Am Mittwoch hatten die Verkehrsminister der Länder in einer Telefonschalte mit dem Bundesverkehrsministerium keinen Kompromiss finden können, obwohl Vorschläge mehrerer Länder auf dem Tisch liegen, denen auch Scheuer zustimmen würde. So hatten NRW, Niedersachsen und das Saarland als Vorsitzland der Verkehrsministerkonferenz ein Papier vorgelegt, wonach Temposünder ein Fahrverbot erhalten, wenn sie innerorts vor Schulen und Kitas mehr als 21 Stundenkilometer zu schnell fahren oder außerorts in Autobahnbaustellen 26 Stundenkilometer schneller als erlaubt sind. Zudem ist ein Warnschuss vorgesehen: So droht bei diesen und noch höheren Geschwindigkeitsüberschreitungen auch in allen anderen Verkehrsbereichen zunächst ein höheres Bußgeld als bislang. Ein Fahrverbot kommt dann hinzu, wenn der Temposünder binnen eines Jahres erneut erwischt wird. Diese Stellschrauben könnte man noch anziehen, um eine Zustimmung der Grünen zu erreichen, hieß es.
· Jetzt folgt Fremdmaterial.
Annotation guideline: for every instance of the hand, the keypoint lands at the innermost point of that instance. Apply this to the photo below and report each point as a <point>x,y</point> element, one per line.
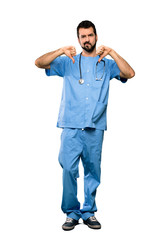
<point>102,51</point>
<point>69,51</point>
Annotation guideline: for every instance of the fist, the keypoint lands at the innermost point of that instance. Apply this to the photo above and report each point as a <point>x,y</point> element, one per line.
<point>102,51</point>
<point>70,51</point>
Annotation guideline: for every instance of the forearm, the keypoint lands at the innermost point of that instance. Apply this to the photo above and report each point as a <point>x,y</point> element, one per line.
<point>46,59</point>
<point>124,67</point>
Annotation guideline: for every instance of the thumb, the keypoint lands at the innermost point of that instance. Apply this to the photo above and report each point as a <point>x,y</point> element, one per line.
<point>70,56</point>
<point>101,56</point>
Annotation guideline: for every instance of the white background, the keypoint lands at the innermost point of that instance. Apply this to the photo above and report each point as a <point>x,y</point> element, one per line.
<point>30,175</point>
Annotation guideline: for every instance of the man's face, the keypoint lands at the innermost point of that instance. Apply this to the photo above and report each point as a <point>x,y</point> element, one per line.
<point>87,39</point>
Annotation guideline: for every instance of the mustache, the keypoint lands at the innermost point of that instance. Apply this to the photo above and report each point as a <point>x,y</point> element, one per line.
<point>87,43</point>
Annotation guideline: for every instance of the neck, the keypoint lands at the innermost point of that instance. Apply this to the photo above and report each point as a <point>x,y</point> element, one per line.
<point>87,54</point>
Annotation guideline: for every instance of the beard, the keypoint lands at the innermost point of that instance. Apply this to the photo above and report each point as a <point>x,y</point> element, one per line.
<point>89,48</point>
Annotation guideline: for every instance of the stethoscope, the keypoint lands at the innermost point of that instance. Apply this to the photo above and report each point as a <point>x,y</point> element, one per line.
<point>81,80</point>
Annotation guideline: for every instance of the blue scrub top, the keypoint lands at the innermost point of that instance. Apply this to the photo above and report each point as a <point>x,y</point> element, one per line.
<point>84,105</point>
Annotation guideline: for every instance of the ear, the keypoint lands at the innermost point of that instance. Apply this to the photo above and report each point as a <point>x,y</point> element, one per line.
<point>78,41</point>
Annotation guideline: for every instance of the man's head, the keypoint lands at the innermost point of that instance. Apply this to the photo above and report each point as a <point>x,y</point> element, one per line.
<point>87,35</point>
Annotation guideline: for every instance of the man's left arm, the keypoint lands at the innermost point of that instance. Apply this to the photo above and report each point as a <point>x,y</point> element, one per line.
<point>125,69</point>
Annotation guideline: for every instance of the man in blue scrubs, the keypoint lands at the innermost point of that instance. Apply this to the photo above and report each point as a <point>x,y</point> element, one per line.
<point>82,116</point>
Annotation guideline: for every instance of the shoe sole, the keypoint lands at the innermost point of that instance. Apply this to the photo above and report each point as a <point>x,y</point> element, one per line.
<point>93,226</point>
<point>68,228</point>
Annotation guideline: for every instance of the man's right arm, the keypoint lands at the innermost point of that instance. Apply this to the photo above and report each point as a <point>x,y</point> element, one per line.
<point>45,60</point>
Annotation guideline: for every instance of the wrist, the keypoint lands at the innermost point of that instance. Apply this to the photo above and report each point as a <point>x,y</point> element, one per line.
<point>61,51</point>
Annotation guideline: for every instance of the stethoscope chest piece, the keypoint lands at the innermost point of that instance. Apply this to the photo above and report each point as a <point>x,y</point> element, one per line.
<point>81,81</point>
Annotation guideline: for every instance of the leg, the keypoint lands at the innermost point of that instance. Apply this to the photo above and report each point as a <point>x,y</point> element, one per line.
<point>91,158</point>
<point>69,156</point>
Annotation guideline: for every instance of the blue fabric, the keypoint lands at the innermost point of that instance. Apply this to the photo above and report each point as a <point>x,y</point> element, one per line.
<point>84,105</point>
<point>87,145</point>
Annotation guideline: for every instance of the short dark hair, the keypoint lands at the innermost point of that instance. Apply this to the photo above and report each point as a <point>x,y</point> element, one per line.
<point>86,24</point>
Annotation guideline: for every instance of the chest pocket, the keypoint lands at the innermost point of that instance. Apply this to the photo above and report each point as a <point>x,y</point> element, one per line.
<point>99,73</point>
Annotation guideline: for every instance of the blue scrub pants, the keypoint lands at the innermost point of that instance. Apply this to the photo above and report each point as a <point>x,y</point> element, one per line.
<point>87,145</point>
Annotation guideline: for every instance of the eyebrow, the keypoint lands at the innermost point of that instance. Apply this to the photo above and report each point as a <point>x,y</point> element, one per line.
<point>91,34</point>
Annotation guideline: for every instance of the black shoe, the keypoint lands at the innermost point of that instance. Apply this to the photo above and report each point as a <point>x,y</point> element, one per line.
<point>69,224</point>
<point>92,223</point>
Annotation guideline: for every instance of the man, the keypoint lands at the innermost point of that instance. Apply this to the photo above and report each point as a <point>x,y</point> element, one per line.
<point>82,116</point>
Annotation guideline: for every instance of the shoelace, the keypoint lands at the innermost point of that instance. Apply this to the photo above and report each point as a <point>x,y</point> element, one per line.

Demnach könnte die Frist für die Warnschussregelung auf bis zu drei Jahre ausgeweitet und die Bußgelder beispielsweise um weitere 20 Euro erhöht werden.

Konkret könnte das für Autofahrer, die innerorts zwischen 21 und 25 Stundenkilometer zu schnell sind, ein Bußgeld von 120 Euro bedeuten. Bislang sind im Kompromisspapier statt der aktuell geltenden 80 Euro künftig 100 Euro vorgesehen. Ab 26 bis 30 Stundenkilometer Geschwindigkeitsüberschreitung könnten 140 Euro fällig werden, in beiden Fällen mit Warnschussregelung.

Aus Verhandlungskreisen hieß es, Scheuer stehe hinter zusätzlichen Verschärfungen des vorgelegten Kompromisspapiers. Auch bei den grünen Verkehrsministern gebe es Verhandlungsspielraum. Die schärfsten Gegner des Mittelwegs seien die Grünen in den Stadtstaaten Berlin, Hamburg und Bremen. Sie pochen darauf, keine Neuregelung zu schaffen, die weniger Verkehrssicherheit bedeutet. In der Vergangenheit stieß aus diesem Grund die Warnschussregelung auf Kritik bei den Grünen. Sie fürchten, dass sich Temposünder dadurch nicht stark genug abgeschreckt fühlen könnten.

Sollten die Grünen ihren Widerstand nicht aufgeben, dürfte es in der kommenden Woche erneut keinen Beschluss des Bundesrates geben, weil die nötigen Mehrheiten ohne die Grünen nicht zustande kämen. Die Folge: Autofahrer müssten mindestens einen weiteren Monat auf eine Neuregelung der Straßenverkehrsordnung warten.